From a J&J perspective, Estee Lauder was a "very admirable competitor, but it took us time to realize that ." Ultimately, she said, J&J realized "the consumer buys in all channels."
Ms. Garinois-Melenikiotou, 51, is now working on a much larger stable of "selective distribution" brands, as she puts it, including Clinique, Bobbi Brown, M.A.C., Origins and Aveda -- a total of 29. The prestige business is a lot more about loyalty than a mass business heavily focused on new-product trial, she said. And while J&J worked with outside agencies, Estee Lauder brands primarily keep the creative work in house.

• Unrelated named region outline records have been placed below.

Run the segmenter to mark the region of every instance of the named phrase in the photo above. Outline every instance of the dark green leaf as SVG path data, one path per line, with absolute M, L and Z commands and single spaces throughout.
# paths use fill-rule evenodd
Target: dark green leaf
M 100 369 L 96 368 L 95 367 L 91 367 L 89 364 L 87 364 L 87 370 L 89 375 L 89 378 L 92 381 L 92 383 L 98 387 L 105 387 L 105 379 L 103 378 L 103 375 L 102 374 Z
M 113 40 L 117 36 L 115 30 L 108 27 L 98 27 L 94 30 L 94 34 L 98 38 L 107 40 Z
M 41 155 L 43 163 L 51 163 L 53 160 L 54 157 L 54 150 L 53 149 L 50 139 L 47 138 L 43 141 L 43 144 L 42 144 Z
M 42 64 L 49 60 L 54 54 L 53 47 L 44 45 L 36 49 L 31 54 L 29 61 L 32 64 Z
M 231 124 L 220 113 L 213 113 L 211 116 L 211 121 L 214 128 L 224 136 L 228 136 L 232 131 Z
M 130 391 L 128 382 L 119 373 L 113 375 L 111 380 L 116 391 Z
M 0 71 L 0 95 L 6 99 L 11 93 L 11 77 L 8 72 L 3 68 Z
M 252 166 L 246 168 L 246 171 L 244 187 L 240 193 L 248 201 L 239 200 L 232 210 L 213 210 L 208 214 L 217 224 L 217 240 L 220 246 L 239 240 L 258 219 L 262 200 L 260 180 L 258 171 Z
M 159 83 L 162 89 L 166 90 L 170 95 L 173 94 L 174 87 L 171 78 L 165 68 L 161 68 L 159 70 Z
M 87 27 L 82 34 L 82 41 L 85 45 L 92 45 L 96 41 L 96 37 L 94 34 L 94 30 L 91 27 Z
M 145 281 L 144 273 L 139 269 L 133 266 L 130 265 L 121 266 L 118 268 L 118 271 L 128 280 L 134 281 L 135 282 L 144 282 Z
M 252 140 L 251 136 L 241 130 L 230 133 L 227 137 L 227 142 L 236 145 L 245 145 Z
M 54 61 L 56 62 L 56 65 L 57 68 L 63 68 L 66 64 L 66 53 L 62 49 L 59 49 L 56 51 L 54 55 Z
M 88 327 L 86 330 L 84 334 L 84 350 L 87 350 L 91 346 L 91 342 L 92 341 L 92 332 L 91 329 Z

Mass marketers, of course, hear a lot of "consumer is boss" talk, echoing a catchphrase of former Procter & Gamble Co. Chairman-CEO A.G. Lafley. P&G alum and Estee Lauder CEO Fabrizio Freda puts his company's approach a little differently: "creativity-driven and consumer-inspired."
Ms. Garinois-Melenikiotou describes the philosophy this way: "The consumer will be our muse, but she will not dictate to us her needs. ... We are not a need-driven organization. Our role is to anticipate desire. That means we want to give her, and have been giving her, not only what she wants today but what tomorrow she cannot live without."